Ci si diverte a veder vessati cinicamente i mediocri e i benpensanti, ma è implacabile la scure di Monicelli, ricevuta in dote da Germi, con l’apporto insostituibile dei cosceneggiatori Benvenuti e De Bernardi assieme a Tullio Pinelli. Non c’è scampo né speranza nel piacere impuro di burlarsi del prossimo in continuazione, come in ogni parabola devastante dove tutto si esaurisce in una malinconia insopprimibile, misura per misura, come i capolavori insegnano.

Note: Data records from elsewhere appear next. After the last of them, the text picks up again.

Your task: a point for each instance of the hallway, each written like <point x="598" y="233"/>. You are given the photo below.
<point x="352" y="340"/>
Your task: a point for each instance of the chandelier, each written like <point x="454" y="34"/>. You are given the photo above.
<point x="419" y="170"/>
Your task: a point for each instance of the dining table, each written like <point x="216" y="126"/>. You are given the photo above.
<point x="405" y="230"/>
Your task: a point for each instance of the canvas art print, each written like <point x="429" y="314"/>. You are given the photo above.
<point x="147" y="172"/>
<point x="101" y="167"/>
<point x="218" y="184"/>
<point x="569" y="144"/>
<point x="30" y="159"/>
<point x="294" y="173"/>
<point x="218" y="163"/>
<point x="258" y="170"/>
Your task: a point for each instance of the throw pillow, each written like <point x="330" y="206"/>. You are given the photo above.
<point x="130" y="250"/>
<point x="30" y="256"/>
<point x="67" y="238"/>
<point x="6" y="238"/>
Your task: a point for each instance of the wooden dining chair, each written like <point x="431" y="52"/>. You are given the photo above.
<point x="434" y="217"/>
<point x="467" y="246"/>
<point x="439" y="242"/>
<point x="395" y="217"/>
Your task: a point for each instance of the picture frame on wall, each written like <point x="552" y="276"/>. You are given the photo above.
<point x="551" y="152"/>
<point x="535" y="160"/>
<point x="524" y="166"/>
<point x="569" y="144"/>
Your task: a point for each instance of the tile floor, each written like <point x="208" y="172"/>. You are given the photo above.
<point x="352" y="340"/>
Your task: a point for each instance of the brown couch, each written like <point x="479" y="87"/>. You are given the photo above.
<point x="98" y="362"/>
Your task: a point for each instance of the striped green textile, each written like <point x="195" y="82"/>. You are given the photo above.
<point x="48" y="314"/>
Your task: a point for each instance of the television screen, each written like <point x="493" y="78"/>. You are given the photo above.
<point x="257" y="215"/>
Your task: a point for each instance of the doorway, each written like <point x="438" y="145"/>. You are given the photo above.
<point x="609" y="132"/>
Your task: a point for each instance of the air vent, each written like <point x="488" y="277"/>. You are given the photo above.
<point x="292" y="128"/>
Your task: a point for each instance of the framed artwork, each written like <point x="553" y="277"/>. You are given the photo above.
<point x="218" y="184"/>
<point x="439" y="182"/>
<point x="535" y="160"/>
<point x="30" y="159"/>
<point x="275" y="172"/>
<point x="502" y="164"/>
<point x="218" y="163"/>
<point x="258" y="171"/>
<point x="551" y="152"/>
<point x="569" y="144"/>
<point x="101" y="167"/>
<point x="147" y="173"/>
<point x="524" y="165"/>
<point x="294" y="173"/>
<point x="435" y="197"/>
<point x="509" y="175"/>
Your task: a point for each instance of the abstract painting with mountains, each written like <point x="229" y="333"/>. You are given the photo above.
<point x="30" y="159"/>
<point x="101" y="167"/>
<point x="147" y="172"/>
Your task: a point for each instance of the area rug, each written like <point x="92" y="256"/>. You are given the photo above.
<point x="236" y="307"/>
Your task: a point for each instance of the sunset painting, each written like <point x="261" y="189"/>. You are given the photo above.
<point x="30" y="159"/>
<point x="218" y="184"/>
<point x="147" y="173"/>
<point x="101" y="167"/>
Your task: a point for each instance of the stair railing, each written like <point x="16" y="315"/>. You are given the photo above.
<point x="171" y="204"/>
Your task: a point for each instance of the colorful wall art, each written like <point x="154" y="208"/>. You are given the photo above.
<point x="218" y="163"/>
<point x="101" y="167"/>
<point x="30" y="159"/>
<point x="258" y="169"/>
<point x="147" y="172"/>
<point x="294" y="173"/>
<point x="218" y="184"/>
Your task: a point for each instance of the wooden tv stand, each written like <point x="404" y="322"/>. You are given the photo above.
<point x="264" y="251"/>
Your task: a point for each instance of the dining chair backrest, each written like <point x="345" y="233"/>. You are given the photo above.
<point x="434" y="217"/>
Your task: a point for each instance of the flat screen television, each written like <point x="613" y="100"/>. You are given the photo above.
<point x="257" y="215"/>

Oggi le ragioni della commedia italiana, alta o bassa o per meglio dire alta nella sua programmatica bassezza, sopravvivono nelle commemorazioni, con libri che ne salmodiano i fasti pregressi. Ultimo in ordine di tempo, con un record di testimonianze combinate è, emblematico nella sua legittima tifoseria sin dal titolo e indipendente a livello editoriale, Evviva la commedia all’italiana anni 70/80 di Antonio Santoriello (153 pagine, euro 15,90), che allinea nell’ordine e con una discreta rappresentanza pugliese le interviste a Milena Vukotic, Pippo Franco, Leo Gullotta, Maurizio Mattioli, Alvaro Vitali, Adriana Russo, Mauro Di Francesco, Gianni Ciardo, Maurizio Micheli, Andrea Roncato, Francesca Antonaci, Giuseppe Pambieri, Pippo Santonastaso, Mirella Banti, Lucio Montanaro e Nikki Gentile. Chiunque abbia visto commedie, trasversali nella storia del cinema italiano, ma feroci particolarmente dagli anni sessanta, con una recrudescenza spinta doverosa negli anni settanta e ottanta ricostruiti da Santoriello su base orchestrale di memorie dirette, comprende anche perché l’Italia era e tragicomicamente è oggi più che mai il paese di Amici miei.